In the past these kinds of outcries have had a tendency to blow over. This one may very well do the same. But widespread suspicion of price gouging among consumer groups and members of Congress have fueled fears that either states or the federal government might hit oil companies with a windfall profits tax ” a kind of one-time, “you’ve-made-way-too-much-money” charge.

Thankfully, backdoor windfall profits taxes are not part of the standard operating policies in Washington or the states. California legislators overwhelmingly squashed the idea last week. In fact, the last time a federal windfall profits tax was introduced was in 1980 on the eve of the decade-long Iran-Iraq war. The tax was repealed eight years later, but looking back to 1990, a Report of the Congressional Research Service determined that the levy had significantly reduced domestic gas production, increased foreign-oil dependence and drained billions in revenues that could have been used for oil and gas exploration.

Most likely, a windfall profits tax would create similarly disastrous results this time around. Notwithstanding the hoopla surrounding energy profits in recent years, most oil companies have used their earnings for research and development, oil exploration and other long-term capital investments. Since 2002, Chevron actually has invested more than it has earned. The same holds for Exxon Mobil from 1995 to 2004 and ConocoPhillips for the past three years. If Congress robs oil companies for profits, what lawmakers really are doing is trashing America’s energy future.

To be sure, it is easy to dismiss Congress’ chest-thumping as more bark than bite. After all, oil companies make for easy political targets during election years. But legislators seem to have no qualms about the oil industry’s already enormous tax burden (effectively, 38.3 percent compared with the rest of the market’s 32.3 percent). Vindictively, the Senate recently passed some shabby tax accounting legislation targeting oil companies that would make that share even bigger.

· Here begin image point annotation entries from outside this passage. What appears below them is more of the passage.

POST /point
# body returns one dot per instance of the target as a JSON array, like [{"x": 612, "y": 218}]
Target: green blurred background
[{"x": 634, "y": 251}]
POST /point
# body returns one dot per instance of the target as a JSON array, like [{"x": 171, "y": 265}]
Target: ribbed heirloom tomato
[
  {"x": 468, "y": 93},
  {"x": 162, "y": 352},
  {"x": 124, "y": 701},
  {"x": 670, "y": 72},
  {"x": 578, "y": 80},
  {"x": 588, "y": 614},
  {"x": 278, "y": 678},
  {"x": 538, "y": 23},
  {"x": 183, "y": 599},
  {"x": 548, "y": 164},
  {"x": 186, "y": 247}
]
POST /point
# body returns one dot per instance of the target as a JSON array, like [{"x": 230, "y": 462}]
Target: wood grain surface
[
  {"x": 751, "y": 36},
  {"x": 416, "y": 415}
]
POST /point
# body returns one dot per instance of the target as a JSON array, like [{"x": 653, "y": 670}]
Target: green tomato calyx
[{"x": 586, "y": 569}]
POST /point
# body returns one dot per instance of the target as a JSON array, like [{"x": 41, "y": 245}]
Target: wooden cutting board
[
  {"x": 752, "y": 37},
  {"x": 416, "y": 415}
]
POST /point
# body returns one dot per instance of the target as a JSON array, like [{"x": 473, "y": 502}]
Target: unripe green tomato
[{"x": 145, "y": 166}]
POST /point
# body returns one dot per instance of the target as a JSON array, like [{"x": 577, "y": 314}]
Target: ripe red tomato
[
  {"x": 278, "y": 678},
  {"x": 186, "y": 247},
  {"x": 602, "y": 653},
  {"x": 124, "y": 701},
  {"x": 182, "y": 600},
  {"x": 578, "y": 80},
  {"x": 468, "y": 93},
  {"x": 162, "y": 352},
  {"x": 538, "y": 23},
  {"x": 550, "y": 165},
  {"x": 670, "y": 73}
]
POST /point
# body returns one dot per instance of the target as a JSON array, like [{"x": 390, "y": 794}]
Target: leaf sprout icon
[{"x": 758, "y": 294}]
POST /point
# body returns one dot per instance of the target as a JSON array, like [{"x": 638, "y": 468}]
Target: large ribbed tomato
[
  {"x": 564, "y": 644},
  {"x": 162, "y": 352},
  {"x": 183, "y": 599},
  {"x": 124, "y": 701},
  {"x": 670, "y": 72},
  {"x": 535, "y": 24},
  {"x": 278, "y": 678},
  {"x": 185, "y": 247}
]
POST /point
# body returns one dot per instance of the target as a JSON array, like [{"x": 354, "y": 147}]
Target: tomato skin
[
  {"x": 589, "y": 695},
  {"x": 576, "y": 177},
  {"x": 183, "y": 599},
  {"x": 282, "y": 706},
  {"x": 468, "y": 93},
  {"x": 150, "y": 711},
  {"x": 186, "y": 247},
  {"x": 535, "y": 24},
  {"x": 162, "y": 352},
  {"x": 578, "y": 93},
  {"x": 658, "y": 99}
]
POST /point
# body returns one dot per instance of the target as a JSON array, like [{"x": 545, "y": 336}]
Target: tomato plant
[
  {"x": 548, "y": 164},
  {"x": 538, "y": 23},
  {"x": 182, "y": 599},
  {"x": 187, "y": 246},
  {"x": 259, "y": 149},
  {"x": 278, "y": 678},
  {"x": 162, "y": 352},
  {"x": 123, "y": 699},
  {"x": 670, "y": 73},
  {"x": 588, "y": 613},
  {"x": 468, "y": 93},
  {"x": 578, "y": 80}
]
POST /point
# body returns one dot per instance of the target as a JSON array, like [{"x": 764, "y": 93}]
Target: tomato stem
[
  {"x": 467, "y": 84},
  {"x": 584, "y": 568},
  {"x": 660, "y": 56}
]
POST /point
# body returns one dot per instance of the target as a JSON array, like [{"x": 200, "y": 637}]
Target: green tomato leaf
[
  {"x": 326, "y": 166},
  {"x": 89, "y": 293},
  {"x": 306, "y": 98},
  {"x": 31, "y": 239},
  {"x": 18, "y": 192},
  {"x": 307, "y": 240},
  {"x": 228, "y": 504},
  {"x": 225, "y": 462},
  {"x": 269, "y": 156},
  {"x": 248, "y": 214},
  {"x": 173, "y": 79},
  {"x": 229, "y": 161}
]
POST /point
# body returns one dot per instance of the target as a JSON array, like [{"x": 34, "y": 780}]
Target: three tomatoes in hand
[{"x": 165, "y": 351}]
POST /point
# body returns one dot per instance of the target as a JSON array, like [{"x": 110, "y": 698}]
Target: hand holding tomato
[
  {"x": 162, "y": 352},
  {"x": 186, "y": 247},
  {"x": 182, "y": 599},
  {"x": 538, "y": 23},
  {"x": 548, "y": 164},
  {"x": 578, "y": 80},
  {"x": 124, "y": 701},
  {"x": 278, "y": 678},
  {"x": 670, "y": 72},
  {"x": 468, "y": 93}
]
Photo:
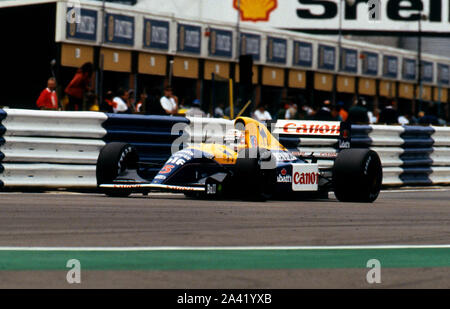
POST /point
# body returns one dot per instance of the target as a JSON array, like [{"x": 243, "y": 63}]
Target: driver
[{"x": 235, "y": 139}]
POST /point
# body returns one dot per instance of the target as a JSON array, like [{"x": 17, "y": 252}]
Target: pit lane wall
[{"x": 49, "y": 149}]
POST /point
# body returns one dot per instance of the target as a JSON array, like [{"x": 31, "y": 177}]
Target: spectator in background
[
  {"x": 120, "y": 105},
  {"x": 403, "y": 119},
  {"x": 92, "y": 102},
  {"x": 358, "y": 112},
  {"x": 131, "y": 101},
  {"x": 78, "y": 86},
  {"x": 107, "y": 104},
  {"x": 195, "y": 110},
  {"x": 48, "y": 100},
  {"x": 388, "y": 114},
  {"x": 335, "y": 114},
  {"x": 153, "y": 103},
  {"x": 324, "y": 113},
  {"x": 218, "y": 111},
  {"x": 427, "y": 119},
  {"x": 169, "y": 102},
  {"x": 342, "y": 112},
  {"x": 141, "y": 104},
  {"x": 292, "y": 112},
  {"x": 261, "y": 114},
  {"x": 282, "y": 112}
]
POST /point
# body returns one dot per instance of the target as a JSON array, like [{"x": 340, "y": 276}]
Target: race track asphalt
[{"x": 60, "y": 219}]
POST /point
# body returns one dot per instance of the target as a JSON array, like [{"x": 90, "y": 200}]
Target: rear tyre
[
  {"x": 114, "y": 159},
  {"x": 255, "y": 177},
  {"x": 357, "y": 175}
]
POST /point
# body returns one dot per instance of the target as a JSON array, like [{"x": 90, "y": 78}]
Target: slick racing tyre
[
  {"x": 255, "y": 174},
  {"x": 113, "y": 160},
  {"x": 357, "y": 175}
]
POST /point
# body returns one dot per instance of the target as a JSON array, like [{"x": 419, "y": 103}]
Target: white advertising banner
[{"x": 316, "y": 15}]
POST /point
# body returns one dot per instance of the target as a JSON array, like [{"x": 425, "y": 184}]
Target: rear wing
[{"x": 321, "y": 138}]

If lawmakers could prove oil companies took advantage of consumers last year, then this would be a very different story. But oil executives have repeatedly and emphatically denied accusations of overcharging customers at the pump. And if you listen closely, the justification for Congress’ backdoor thrashings never has anything to do with price gouging. The reason Senate hearings on price gouging never amount to anything is that the Federal Trade Commission examines such allegations and has found no evidence to support them.

The politically unpalatable truth is Big Oil has nothing to answer for, nothing to pay to Congress or back to consumers. Oil prices are set by basic-market forces, not fat capitalists sitting in back rooms of Vice President Dick Cheney’s mansion in D.C. Uncertainty in Iraq, Iran, Nigeria and Venezuela, coupled with new energy needs in India and China, means demand is finding supply just a little higher on price’s axis these days. “Energy prices fluctuate over time ” oil was less than $20 a barrel for most of the 1990s,” The Wall Street Journal wrote last week, “If oil executives could pull a string and create $65-a-barrel oil and $3-a-gallon gas, that’s all we’d ever see.”

Of course, to say that oil companies have been entirely sensitive to consumer sentiment would not be quite accurate either. A little corporate philanthropy would do Big Oil well right now. But even without proof of market manipulation and in complete disregard of the oil industry’s tax burden and billion-dollar investments, Congress still is huffing and puffing about blowing Big Oil’s wells down.

Good business be damned; off with their heads!